Immigration reform through Congress is very much the broader and more significant change the U.S. immigration system needs to increase the supply of workers in the growing post-pandemic economy. In light of the divided government in Washington, however, the Biden administration appears committed to making executive branch policy changes to expand opportunities for employers to sponsor workers. 

Some of these options are relatively obscure, but we encourage lawyers in the bar association to work with their employer clients to see if it makes sense to pursue green card sponsorship for current or future workers to better meet the needs of their workforce. 


CALLEIGH M. McRAITH is an attorney with Binsfeld Law Firm, PLLC in St. Paul, MN, where she practices immigration law. Her work includes a wide range of employment-based, family-based, and humanitarian immigration petitions.

MISTI ALLEN BINSFELD is the owner and managing attorney of Binsfeld Law Firm in St. Paul, Minnesota, where she practices immigration law. She represents businesses, employees, students, and families. 

ROBERT P. WEBBER is an immigration attorney in private practice.  More information about his practice is at www.webberimmigration.com.


Notes

1 U.S. Citizenship and Immigration Services, “Policy Memorandum: Recission of Matter of Z-R-Z-C as an Adopted Decision; agency interpretation of authorized travel by TPS beneficiaries,” (7/1/2022), available at https://www.uscis.gov/sites/default/files/document/memos/PM-602-0188-RescissionofMatterofZ-R-Z-C-.pdf

2 Congressional Research Service, Temporary Protected Status and Deferred Enforced Departure, RS20844 at 7 (4/19/2022), available at https://sgp.fas.org/crs/homesec/RS20844.pdf

3 In order to qualify for TPS for El Salvador, individuals must prove they have been in the U.S. since at least 2/13/2001. U.S. Citizenship and Immigration Services, https://www.uscis.gov/humanitarian/temporary-protected-status/temporary-protected-status-designated-country-el-salvador (last visited 1/10/2023). See also 66 Fed. Reg. 14214, at 14214 (3/9/2001). 
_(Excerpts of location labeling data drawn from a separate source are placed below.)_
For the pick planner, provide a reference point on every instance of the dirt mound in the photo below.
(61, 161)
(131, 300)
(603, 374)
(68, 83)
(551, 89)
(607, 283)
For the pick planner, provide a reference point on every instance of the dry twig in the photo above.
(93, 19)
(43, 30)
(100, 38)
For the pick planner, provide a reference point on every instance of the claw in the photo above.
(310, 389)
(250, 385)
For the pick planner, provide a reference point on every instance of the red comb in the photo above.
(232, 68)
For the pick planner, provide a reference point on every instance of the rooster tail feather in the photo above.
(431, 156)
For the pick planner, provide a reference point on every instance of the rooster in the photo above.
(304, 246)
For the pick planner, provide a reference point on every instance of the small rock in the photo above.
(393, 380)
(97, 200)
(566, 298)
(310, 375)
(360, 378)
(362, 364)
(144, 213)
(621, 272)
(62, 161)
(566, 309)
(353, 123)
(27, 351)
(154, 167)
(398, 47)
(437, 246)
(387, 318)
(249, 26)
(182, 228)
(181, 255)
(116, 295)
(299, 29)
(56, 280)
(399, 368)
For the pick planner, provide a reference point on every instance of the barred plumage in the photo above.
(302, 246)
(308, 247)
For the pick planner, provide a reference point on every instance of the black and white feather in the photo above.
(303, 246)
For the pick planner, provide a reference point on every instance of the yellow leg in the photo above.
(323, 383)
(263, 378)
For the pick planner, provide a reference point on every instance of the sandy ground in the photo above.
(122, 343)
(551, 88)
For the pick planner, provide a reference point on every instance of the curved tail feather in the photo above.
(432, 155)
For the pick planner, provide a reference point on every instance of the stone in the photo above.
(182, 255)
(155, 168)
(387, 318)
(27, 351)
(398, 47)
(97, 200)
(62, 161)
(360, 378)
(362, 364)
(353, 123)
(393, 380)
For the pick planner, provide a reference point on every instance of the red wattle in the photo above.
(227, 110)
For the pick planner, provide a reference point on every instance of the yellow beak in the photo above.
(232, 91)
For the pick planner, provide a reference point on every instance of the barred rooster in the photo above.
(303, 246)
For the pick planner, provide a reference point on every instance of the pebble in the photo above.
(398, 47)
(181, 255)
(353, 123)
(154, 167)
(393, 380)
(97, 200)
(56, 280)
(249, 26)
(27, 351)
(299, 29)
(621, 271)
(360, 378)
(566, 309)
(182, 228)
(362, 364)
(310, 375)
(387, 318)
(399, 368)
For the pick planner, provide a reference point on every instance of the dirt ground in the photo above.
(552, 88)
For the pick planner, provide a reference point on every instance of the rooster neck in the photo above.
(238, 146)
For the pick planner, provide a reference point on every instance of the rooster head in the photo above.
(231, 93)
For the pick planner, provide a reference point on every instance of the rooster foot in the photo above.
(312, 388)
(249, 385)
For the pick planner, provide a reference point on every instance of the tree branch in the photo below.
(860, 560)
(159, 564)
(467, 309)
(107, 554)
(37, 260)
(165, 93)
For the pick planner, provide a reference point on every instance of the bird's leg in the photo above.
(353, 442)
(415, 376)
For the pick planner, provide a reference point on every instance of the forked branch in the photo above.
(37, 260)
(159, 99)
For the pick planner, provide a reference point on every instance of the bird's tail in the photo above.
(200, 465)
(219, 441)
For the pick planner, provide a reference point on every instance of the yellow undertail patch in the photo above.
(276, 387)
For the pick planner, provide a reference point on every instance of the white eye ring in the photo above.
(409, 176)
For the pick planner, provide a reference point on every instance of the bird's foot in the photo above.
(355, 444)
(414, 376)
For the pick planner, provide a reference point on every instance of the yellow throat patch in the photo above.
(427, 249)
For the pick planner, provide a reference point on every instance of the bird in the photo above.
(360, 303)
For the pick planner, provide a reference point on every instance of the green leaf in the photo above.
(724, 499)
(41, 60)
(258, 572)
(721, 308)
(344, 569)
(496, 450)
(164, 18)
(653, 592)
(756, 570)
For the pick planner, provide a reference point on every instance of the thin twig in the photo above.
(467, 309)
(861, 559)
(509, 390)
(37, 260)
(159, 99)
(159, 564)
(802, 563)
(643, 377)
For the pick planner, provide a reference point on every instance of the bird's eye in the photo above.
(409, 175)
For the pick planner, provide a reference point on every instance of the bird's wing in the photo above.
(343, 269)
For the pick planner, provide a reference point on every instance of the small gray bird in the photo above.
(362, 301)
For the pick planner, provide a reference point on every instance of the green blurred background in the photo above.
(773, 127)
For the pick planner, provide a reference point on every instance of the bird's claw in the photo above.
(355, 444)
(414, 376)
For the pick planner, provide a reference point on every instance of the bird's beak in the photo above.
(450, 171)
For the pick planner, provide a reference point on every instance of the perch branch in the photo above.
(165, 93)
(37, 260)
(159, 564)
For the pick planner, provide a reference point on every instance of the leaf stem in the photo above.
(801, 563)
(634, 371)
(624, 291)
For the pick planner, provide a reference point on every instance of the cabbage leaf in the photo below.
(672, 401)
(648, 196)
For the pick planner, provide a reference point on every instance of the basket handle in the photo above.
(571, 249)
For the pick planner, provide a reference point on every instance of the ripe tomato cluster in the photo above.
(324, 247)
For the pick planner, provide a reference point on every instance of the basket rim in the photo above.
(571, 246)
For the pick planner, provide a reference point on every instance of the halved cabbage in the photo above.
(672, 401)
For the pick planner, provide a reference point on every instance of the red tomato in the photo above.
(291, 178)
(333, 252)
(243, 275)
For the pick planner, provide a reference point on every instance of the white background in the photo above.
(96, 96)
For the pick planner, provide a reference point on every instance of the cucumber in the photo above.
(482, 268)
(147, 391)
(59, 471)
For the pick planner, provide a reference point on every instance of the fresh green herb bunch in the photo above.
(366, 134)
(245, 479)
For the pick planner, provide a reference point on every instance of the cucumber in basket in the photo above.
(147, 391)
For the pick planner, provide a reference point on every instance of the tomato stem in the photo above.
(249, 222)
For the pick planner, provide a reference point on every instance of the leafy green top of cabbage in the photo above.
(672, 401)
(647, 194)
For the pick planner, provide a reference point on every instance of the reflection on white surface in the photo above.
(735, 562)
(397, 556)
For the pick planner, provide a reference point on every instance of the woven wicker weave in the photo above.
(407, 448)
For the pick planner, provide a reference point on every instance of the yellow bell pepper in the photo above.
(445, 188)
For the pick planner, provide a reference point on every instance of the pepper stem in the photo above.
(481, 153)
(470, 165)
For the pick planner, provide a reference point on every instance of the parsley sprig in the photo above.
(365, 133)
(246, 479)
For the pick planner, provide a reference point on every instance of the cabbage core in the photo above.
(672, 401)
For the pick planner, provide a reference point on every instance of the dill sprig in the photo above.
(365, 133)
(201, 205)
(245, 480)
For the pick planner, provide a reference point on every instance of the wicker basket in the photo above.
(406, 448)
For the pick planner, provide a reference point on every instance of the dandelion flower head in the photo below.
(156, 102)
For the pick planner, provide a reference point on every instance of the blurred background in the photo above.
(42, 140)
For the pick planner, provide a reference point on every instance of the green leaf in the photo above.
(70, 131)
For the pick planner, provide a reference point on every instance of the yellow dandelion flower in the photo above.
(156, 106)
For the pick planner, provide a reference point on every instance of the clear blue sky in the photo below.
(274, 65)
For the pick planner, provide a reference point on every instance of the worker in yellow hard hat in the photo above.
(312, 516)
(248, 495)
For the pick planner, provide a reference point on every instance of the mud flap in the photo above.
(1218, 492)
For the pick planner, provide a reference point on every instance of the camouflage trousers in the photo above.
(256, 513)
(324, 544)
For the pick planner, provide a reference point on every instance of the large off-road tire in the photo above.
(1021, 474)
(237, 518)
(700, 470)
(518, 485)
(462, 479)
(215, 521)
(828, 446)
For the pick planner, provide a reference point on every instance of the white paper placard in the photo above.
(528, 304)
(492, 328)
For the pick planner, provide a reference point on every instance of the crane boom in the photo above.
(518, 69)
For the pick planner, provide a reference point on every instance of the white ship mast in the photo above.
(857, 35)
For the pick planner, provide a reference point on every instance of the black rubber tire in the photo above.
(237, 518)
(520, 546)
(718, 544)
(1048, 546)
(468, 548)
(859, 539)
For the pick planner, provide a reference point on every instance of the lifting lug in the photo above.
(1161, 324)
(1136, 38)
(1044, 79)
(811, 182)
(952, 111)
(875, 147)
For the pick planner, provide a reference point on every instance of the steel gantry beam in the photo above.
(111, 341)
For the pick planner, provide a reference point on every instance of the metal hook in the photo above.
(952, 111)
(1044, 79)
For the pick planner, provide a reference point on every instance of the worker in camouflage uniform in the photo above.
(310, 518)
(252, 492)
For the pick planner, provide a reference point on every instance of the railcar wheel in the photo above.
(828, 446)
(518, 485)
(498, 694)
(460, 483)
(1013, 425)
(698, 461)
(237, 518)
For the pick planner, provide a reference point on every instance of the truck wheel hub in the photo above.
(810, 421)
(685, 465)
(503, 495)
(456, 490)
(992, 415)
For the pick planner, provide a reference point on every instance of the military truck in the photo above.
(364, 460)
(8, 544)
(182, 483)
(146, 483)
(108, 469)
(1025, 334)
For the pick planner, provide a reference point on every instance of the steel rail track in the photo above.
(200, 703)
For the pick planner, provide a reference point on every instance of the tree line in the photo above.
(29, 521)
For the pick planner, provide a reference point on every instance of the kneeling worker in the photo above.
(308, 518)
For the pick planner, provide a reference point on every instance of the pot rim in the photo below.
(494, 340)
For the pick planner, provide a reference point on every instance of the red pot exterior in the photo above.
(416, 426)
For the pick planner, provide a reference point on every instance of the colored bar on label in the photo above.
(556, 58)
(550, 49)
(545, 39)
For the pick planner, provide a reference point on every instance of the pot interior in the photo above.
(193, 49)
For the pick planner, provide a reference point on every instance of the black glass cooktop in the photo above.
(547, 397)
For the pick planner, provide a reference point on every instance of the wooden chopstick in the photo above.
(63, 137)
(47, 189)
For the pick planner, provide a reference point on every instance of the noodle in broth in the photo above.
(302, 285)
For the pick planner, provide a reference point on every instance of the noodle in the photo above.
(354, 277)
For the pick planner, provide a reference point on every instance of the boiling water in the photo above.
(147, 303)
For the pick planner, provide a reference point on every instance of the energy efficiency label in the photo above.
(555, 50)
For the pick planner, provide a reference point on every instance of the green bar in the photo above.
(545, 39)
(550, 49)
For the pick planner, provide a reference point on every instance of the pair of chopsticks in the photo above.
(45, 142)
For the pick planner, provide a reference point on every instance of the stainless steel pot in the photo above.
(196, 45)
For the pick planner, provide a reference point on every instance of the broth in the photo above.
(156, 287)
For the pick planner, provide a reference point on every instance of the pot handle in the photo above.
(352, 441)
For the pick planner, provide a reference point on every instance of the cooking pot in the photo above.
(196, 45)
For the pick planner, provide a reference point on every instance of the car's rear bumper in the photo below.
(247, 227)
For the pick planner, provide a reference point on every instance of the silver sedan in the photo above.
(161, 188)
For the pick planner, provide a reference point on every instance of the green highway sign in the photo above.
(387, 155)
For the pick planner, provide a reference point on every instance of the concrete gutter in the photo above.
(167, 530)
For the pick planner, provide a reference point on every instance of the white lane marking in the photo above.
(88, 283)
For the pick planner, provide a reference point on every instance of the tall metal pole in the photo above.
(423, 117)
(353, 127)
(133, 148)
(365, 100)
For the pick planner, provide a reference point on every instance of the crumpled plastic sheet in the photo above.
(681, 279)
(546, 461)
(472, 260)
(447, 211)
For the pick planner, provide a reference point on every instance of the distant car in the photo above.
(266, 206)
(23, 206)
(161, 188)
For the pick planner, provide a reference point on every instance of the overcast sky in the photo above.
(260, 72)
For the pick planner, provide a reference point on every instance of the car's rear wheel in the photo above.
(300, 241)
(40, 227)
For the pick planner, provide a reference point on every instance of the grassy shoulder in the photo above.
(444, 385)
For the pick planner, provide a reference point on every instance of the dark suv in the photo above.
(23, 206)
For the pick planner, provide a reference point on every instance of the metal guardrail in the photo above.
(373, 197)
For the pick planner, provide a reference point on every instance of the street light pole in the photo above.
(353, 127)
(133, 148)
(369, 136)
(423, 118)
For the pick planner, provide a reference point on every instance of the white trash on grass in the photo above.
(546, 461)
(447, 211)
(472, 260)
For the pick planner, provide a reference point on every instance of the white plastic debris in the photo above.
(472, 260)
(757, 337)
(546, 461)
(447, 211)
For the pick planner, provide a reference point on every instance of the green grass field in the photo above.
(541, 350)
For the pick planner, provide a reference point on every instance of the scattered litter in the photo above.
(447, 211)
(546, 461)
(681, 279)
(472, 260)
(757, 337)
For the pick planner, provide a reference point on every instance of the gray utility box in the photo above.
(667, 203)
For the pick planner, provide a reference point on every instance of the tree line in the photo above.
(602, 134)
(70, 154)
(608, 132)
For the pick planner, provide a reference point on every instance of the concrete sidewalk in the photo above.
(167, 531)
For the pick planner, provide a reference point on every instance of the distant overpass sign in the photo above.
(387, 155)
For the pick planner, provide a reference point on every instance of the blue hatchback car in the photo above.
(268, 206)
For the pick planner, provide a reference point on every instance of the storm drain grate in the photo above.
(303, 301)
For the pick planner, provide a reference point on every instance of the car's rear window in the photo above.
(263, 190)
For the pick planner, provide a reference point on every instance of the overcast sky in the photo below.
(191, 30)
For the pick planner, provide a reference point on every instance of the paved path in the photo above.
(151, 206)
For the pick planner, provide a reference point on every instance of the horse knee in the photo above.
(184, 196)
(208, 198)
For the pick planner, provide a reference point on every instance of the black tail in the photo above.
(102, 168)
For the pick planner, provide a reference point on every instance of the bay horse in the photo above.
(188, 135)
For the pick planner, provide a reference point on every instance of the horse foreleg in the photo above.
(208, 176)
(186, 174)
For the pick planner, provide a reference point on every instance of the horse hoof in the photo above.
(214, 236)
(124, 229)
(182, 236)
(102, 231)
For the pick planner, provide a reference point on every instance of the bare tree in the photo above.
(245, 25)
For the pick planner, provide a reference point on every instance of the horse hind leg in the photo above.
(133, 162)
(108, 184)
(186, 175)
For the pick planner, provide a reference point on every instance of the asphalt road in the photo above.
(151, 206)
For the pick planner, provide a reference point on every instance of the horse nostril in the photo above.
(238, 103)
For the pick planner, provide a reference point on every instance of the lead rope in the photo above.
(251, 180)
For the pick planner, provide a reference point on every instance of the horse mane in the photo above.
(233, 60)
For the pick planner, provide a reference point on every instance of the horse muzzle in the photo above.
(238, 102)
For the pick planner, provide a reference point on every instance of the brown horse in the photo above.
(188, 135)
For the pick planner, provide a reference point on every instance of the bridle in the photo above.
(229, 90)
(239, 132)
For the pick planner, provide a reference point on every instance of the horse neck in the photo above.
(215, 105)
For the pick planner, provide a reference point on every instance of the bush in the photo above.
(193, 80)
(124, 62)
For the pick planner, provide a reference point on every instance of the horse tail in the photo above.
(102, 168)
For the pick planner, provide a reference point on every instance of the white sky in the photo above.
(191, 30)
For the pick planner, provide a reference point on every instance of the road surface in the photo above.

4 See 8 U.S.C. §1255(k), known as INA §245k, which allows for the forgiveness of prior unauthorized work or time out of status as long as the individual has not accrued more than 180 days of unauthorized work or unauthorized presence in the U.S. since their last entry. The travel using the TPS travel document becomes the new last entry, making individuals eligible for adjustment of status post-travel as long as they continue to maintain their TPS status. 

5 Although the travel document policy announced in July 2022 created the most recent iteration of the pathway for sponsorship, there were brief windows of similar pathways in the past. For example, for a brief time the 8th Circuit held that the grant of TPS itself constituted an admission, thereby curing the prior entry without valid documents and allowing TPS holders to adjust to green card status with sponsorship. See Velasquez v. Barr, 979 F. 3d 572 (8th Cir. 2020). That pathway closed, however, with the 2021 SCOTUS decision Sanchez v. Mayorkas, which held that the grant of TPS did not constitute an admission. Sanchez v. Mayorkas, 141 S.Ct. 1809 (2021). The employers described here were able to use these previous iterations to sponsor their initial batch of TPS workers. 

6 These individuals with visa petitions filed prior to 4/30/2001 are grandfathered into a more generous immigration standard that forgives time in the U.S. without status and work without authorization. 8 U.S.C. §1255(i), known as INA §245(i). To benefit from this generous standard, however, the individual has to find a sponsor either through close family (spouse, parent, etc. with U.S. citizenship or green card holder status) or an employer.